ぐるぐる巻きで這いつくばっていますが、歪んだ顔を持ち上げていて、目が合うと歯をむき出しに叫びます。
「あんた!魔物の癖にいい気になってんじゃないよ!」
「……イーサン、一人生きてれば用は足りると思わんか」
「お気持ちはわかりますが……ここであっさりというのもいささか見合わないかと」
「ああ……くっそ、そうだな。念入りな取り調べを頼もう。おい、そいつの口をふさいどけ。アビー、部屋に戻ろうな。土産もあるぞ」
「魔物は魔物らしくしてろ! お前なんか誰も愛さな――っぐ」
口に布切れを押し込められて、あちこち血だらけなのにもがいて暴れるブリアナは罠にかかったたぬきみたいで、ナディアとよく似ていました。
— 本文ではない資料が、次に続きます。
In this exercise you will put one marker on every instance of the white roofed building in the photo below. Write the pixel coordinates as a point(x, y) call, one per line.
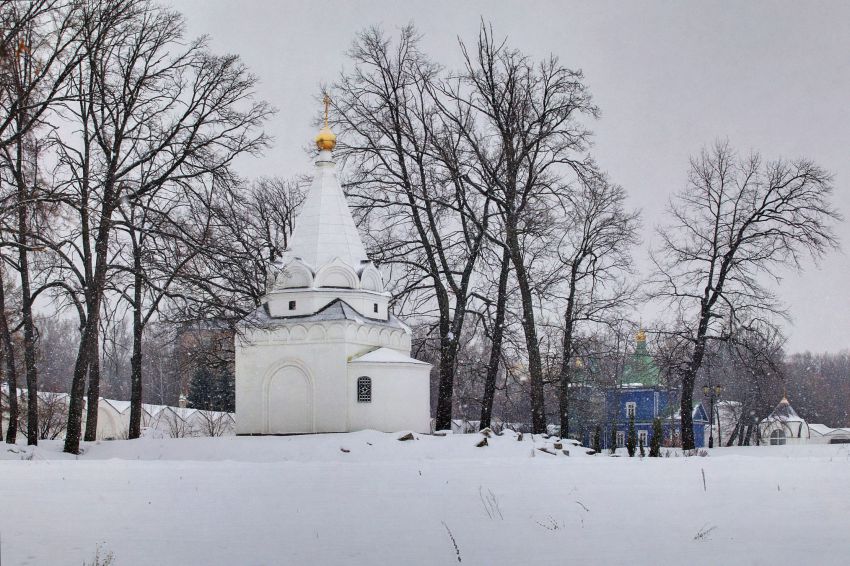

愛さないって、旦那様も初めてお会いした夜にそんなようなことをおっしゃったのを思い出します。
そのときは意味がわからなかったのですけど。
「そう言われましても」
「アビー?」
「旦那様はあいしてるって言います。私も同じ。同じあいしてるです」
今はもうちゃんとわかるのです。教えてもらいましたので。